Keto Cheesecake with Blueberry Compote
🧂 Ingredients
For the Cheesecake:
16 oz (2 blocks) cream cheese, softened
½ cup powdered erythritol (or monk fruit sweetener)
2 large eggs
½ cup sour cream
¼ cup heavy cream
1 teaspoon vanilla extract
Pinch of salt
(Optional: If you want a crust, mix 1 cup almond flour + 2 tbsp melted butter + 1 tbsp sweetener and press into the pan before baking.)
For the Blueberry Compote:
1 cup fresh or frozen blueberries
2 tablespoons water
1–2 tablespoons powdered erythritol (adjust to taste)
½ teaspoon lemon juice
¼ teaspoon vanilla extract
👩🍳 Instructions
1. Preheat the Oven
Set to 325°F (165°C). Grease and line a 7–8 inch springform pan.
2. Make the Cheesecake Batter
In a large bowl, beat cream cheese until smooth.
Add sweetener and beat again until fluffy.
Mix in eggs one at a time, then add sour cream, heavy cream, vanilla, and salt.
Beat until creamy with no lumps.
3. Bake the Cheesecake
Pour batter into the prepared pan.
Bake for 45–55 minutes, until the edges are set and the center is slightly jiggly.
Turn off the oven, crack the door open, and let it cool inside for 30 minutes (this prevents cracks).
Then chill in the fridge for at least 4 hours or overnight.
4. Make the Blueberry Compote
In a small saucepan, combine blueberries, water, sweetener, and lemon juice.
Cook over medium heat for 5–7 minutes, stirring occasionally, until the berries burst and the sauce thickens.
Remove from heat and stir in vanilla extract.

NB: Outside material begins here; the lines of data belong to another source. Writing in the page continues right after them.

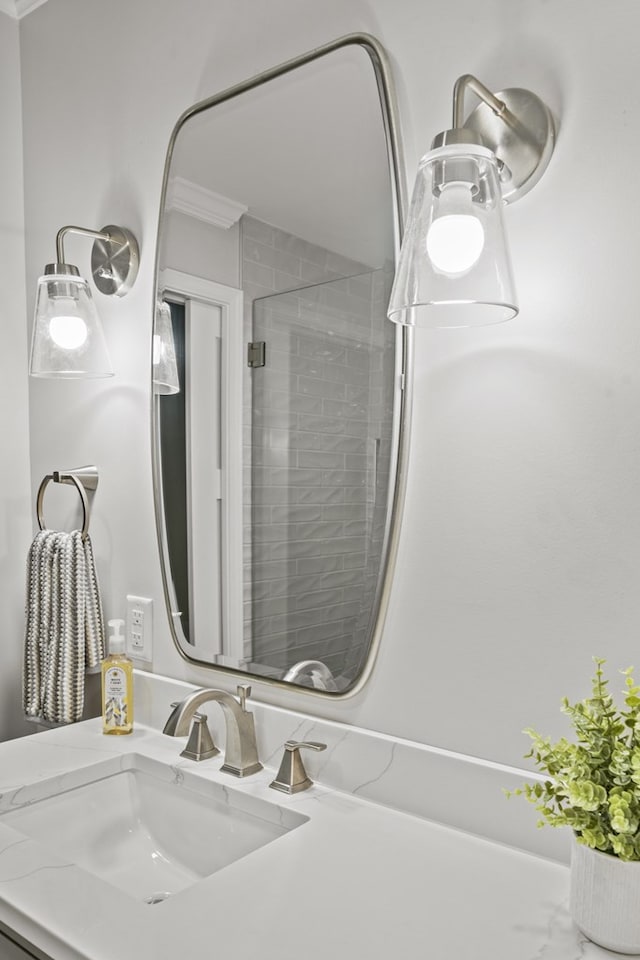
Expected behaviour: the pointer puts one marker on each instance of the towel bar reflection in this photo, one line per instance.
(83, 479)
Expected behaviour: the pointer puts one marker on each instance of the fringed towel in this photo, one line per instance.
(64, 633)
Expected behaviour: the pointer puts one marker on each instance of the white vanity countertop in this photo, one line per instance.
(357, 880)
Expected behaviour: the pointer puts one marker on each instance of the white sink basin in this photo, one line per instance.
(144, 826)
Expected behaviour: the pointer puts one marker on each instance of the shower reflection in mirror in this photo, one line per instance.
(276, 461)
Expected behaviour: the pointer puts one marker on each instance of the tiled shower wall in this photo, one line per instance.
(317, 447)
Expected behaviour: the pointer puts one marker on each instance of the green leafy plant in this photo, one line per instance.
(593, 785)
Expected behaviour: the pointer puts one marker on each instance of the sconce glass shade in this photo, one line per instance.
(454, 268)
(165, 368)
(67, 340)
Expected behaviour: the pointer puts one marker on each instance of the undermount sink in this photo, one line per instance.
(146, 827)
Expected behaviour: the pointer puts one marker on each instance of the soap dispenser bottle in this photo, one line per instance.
(117, 684)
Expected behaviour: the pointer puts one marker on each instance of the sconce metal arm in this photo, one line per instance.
(468, 81)
(83, 231)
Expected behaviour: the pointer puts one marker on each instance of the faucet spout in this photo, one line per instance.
(241, 752)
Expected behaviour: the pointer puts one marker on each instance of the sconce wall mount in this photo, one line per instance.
(454, 267)
(68, 341)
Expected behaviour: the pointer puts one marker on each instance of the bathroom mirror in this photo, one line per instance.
(279, 386)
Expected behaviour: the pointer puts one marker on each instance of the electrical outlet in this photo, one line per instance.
(139, 627)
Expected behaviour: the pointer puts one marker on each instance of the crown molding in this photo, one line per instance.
(196, 201)
(19, 8)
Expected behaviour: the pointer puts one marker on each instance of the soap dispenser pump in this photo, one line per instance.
(117, 684)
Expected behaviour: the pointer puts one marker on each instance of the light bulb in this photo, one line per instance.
(455, 239)
(69, 332)
(455, 243)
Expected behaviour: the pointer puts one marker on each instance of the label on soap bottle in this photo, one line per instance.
(115, 696)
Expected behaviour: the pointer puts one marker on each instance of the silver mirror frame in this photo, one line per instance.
(404, 357)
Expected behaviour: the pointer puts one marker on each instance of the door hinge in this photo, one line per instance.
(256, 353)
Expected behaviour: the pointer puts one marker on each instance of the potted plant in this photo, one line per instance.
(592, 785)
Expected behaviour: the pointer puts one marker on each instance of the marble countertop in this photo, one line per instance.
(358, 880)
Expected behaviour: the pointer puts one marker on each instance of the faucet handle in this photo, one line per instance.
(200, 745)
(292, 776)
(244, 692)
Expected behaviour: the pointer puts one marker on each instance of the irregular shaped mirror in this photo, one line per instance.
(279, 414)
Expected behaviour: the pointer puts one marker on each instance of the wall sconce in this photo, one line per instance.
(67, 340)
(454, 267)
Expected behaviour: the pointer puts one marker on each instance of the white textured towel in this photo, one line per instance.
(64, 632)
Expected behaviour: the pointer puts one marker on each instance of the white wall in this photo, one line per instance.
(520, 556)
(15, 518)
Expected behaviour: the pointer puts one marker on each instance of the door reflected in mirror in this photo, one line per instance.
(277, 454)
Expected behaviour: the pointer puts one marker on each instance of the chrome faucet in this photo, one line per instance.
(241, 752)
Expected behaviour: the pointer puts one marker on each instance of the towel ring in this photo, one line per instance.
(64, 478)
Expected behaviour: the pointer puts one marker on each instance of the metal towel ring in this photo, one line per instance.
(64, 478)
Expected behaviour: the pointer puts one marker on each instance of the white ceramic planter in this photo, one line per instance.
(605, 899)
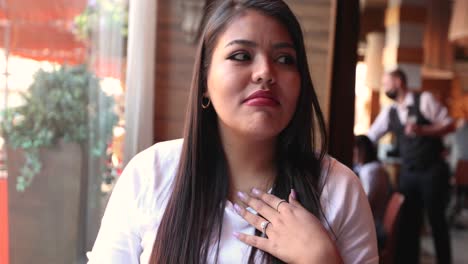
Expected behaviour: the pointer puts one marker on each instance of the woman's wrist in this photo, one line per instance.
(325, 253)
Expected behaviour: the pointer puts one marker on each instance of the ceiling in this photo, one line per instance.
(373, 3)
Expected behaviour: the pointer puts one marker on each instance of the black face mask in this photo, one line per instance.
(392, 94)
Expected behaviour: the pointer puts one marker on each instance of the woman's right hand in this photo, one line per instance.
(293, 234)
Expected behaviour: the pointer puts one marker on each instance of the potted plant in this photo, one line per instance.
(63, 127)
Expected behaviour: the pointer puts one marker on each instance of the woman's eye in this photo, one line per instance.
(241, 56)
(286, 59)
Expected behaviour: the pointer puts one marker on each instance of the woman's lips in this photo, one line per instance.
(262, 98)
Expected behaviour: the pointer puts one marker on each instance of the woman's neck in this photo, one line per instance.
(251, 164)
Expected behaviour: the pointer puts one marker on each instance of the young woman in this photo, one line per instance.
(246, 183)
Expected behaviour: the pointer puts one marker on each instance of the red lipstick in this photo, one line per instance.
(262, 98)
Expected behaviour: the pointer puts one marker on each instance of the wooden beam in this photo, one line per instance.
(343, 79)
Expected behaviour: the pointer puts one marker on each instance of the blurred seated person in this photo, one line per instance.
(375, 181)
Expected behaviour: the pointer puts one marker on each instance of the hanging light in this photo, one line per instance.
(458, 32)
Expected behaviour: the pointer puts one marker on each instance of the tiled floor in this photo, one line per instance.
(459, 244)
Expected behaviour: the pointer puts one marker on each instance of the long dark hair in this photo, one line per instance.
(192, 220)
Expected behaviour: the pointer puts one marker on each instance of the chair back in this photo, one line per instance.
(390, 222)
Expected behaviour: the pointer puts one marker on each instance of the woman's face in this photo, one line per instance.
(253, 81)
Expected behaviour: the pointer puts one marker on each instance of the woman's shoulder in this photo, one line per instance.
(158, 155)
(150, 173)
(347, 213)
(338, 176)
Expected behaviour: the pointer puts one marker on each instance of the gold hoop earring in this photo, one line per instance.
(206, 105)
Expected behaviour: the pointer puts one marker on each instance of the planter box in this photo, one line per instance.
(44, 220)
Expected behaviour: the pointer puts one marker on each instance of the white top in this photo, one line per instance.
(138, 201)
(429, 107)
(376, 184)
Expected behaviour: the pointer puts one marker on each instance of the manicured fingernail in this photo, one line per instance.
(256, 191)
(293, 194)
(237, 208)
(242, 195)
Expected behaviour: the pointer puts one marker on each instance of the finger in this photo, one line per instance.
(270, 199)
(293, 198)
(259, 206)
(253, 219)
(254, 241)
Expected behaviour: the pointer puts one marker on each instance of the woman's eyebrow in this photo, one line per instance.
(249, 43)
(242, 42)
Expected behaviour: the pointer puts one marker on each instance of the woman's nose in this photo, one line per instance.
(263, 72)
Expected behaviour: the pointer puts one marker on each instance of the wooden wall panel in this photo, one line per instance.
(317, 19)
(174, 66)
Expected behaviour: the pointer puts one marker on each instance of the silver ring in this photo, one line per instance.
(280, 202)
(264, 226)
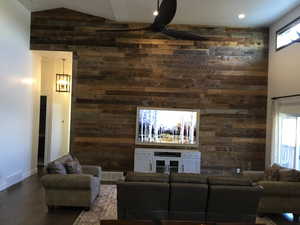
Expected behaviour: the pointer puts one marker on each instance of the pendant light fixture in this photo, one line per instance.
(156, 12)
(63, 80)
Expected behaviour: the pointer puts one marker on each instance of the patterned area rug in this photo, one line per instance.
(105, 208)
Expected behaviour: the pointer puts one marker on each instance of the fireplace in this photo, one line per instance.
(166, 160)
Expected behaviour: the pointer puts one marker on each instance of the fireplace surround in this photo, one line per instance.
(166, 160)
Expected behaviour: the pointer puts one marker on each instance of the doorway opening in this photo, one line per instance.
(53, 132)
(42, 131)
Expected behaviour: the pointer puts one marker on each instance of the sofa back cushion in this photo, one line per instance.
(230, 181)
(147, 177)
(56, 167)
(73, 167)
(289, 175)
(272, 173)
(191, 178)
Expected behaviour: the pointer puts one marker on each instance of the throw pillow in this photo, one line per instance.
(272, 173)
(289, 175)
(56, 168)
(73, 167)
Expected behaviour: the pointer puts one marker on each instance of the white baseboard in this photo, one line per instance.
(16, 178)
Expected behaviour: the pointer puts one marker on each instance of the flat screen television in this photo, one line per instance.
(170, 127)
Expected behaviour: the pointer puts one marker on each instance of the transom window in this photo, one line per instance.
(288, 34)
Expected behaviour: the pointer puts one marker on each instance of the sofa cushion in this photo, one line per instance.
(56, 167)
(64, 159)
(289, 175)
(272, 173)
(73, 167)
(188, 178)
(147, 177)
(231, 181)
(280, 188)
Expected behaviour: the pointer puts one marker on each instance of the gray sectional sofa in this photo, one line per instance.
(187, 197)
(76, 190)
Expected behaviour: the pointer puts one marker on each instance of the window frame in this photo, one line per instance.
(285, 28)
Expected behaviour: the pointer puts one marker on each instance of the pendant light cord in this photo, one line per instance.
(63, 65)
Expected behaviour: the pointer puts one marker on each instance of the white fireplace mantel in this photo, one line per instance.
(154, 160)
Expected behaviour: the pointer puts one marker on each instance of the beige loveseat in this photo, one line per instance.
(76, 190)
(279, 196)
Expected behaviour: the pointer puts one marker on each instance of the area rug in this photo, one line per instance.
(105, 208)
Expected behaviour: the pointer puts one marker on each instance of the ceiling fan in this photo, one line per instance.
(166, 12)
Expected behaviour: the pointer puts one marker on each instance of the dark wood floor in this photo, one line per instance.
(24, 204)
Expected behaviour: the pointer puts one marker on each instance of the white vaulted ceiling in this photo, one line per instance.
(201, 12)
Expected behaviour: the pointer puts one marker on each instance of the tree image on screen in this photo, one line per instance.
(167, 127)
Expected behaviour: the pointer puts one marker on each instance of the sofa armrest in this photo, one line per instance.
(281, 188)
(254, 175)
(92, 170)
(70, 181)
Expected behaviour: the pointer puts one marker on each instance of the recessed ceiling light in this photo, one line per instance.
(241, 16)
(155, 13)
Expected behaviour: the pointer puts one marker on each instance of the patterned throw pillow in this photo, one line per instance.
(272, 173)
(289, 175)
(73, 167)
(56, 168)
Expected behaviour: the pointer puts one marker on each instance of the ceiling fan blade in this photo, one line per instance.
(167, 11)
(183, 35)
(124, 30)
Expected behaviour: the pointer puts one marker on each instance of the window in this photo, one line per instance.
(289, 141)
(288, 34)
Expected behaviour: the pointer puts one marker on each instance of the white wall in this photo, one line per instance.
(58, 104)
(284, 72)
(19, 87)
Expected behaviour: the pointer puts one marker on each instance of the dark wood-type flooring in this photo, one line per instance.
(24, 204)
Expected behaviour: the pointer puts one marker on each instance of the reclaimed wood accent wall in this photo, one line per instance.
(225, 77)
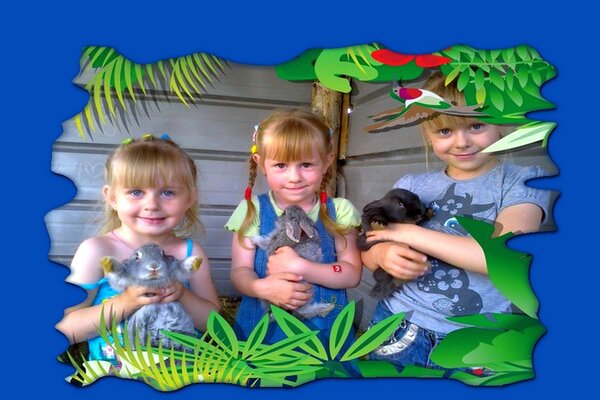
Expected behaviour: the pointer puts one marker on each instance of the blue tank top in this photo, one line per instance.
(98, 348)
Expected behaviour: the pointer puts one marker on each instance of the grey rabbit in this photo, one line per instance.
(149, 266)
(295, 229)
(397, 206)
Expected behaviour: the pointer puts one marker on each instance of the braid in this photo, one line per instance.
(251, 210)
(331, 225)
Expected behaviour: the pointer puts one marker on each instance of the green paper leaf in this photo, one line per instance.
(507, 269)
(271, 352)
(221, 332)
(501, 342)
(256, 336)
(522, 136)
(300, 68)
(463, 80)
(495, 96)
(333, 73)
(292, 326)
(373, 337)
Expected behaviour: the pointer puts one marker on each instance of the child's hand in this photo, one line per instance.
(393, 232)
(284, 259)
(400, 261)
(286, 290)
(172, 292)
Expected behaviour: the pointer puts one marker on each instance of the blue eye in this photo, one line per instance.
(477, 126)
(452, 223)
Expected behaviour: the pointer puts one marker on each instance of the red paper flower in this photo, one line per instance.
(394, 59)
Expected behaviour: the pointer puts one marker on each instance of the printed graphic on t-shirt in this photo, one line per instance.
(450, 205)
(446, 279)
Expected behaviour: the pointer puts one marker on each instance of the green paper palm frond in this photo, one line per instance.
(116, 83)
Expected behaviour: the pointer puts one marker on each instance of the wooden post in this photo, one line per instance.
(328, 103)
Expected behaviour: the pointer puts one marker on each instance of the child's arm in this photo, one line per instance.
(201, 298)
(396, 258)
(81, 322)
(342, 274)
(283, 289)
(461, 251)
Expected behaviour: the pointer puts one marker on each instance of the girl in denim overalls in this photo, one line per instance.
(294, 151)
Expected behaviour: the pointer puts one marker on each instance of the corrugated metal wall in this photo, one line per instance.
(374, 162)
(216, 132)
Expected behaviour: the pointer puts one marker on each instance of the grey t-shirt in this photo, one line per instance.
(448, 290)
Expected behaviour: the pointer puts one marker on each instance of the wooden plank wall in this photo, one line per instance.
(374, 162)
(217, 133)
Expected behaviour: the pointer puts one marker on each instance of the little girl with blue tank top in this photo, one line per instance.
(293, 149)
(150, 196)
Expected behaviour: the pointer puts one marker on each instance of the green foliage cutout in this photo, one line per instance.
(218, 356)
(112, 75)
(505, 83)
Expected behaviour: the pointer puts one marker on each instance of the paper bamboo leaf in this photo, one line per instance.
(256, 337)
(341, 328)
(292, 326)
(221, 332)
(373, 337)
(495, 96)
(522, 136)
(272, 352)
(507, 269)
(516, 97)
(463, 80)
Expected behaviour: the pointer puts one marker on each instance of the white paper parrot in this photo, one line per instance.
(418, 104)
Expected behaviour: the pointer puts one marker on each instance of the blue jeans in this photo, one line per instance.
(412, 345)
(408, 345)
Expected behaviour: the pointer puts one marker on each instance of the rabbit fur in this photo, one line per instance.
(149, 266)
(397, 206)
(295, 229)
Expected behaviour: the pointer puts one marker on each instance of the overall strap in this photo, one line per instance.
(267, 217)
(327, 241)
(190, 247)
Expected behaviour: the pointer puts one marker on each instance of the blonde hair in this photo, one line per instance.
(143, 163)
(292, 135)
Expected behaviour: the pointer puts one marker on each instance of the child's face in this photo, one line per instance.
(150, 211)
(295, 182)
(460, 148)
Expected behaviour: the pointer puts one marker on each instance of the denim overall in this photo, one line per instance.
(251, 309)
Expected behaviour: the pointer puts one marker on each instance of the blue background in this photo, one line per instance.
(41, 46)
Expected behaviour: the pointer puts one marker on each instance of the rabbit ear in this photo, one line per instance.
(308, 228)
(292, 231)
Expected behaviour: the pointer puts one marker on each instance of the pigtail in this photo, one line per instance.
(251, 210)
(332, 226)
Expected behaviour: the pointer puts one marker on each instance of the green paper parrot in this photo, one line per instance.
(418, 104)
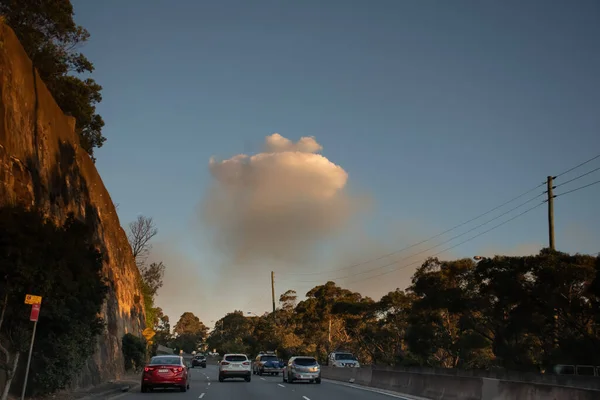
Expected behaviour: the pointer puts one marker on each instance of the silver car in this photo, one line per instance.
(302, 368)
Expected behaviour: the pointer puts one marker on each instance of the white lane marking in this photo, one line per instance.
(385, 393)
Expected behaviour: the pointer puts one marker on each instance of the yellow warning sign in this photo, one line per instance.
(31, 299)
(148, 333)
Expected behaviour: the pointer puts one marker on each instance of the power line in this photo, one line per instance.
(578, 177)
(577, 166)
(438, 245)
(449, 248)
(425, 240)
(579, 188)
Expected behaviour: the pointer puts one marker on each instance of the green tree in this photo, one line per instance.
(189, 331)
(190, 324)
(61, 264)
(141, 232)
(134, 351)
(50, 37)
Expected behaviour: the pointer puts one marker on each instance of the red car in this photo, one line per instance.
(165, 372)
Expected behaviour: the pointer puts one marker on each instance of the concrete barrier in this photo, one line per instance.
(457, 387)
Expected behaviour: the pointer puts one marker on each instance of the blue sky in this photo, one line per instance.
(437, 110)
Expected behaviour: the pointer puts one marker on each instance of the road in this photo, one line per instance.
(205, 385)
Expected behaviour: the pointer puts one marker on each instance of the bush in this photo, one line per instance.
(134, 352)
(61, 264)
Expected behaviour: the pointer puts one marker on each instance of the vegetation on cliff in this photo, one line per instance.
(61, 264)
(141, 232)
(134, 351)
(51, 37)
(523, 313)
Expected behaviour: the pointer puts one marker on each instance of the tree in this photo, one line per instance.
(61, 264)
(141, 231)
(134, 351)
(190, 324)
(50, 37)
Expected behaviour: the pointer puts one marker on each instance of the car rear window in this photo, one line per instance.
(305, 361)
(236, 358)
(344, 356)
(165, 361)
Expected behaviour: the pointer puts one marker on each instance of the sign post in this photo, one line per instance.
(36, 304)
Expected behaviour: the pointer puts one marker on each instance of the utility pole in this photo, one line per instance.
(550, 187)
(273, 290)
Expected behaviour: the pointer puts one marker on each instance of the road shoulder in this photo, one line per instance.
(390, 393)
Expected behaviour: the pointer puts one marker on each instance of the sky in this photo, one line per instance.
(417, 116)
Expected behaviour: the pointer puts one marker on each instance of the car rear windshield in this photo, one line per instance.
(165, 361)
(305, 361)
(344, 356)
(235, 358)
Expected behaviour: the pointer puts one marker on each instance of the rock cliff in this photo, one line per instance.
(42, 165)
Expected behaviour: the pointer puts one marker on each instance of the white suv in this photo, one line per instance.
(235, 366)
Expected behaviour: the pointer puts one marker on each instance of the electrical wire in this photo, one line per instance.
(422, 241)
(577, 166)
(439, 244)
(579, 188)
(449, 248)
(577, 177)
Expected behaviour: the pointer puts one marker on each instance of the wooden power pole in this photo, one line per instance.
(273, 290)
(550, 187)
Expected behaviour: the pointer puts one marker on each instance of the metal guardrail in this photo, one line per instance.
(580, 370)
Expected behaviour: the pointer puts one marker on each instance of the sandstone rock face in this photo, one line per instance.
(42, 165)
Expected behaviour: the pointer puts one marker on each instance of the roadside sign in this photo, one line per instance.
(35, 312)
(148, 333)
(32, 299)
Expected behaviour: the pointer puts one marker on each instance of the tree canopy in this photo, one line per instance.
(521, 313)
(51, 39)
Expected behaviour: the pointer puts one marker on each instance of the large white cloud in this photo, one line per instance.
(277, 204)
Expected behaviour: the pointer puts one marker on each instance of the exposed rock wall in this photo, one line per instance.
(42, 165)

Let cool completely.
5. Assemble & Serve
Slice the chilled cheesecake and spoon blueberry compote over each piece.
Enjoy a creamy, tangy, and perfectly sweet keto dessert!
🌟 Tips & Variations
Berry Swap: Try raspberries, strawberries, or a mix for variety.
Extra richness: Add 2 tbsp mascarpone cheese into the batter.
Nutty finish: Sprinkle toasted pecans or almonds over the compote before serving.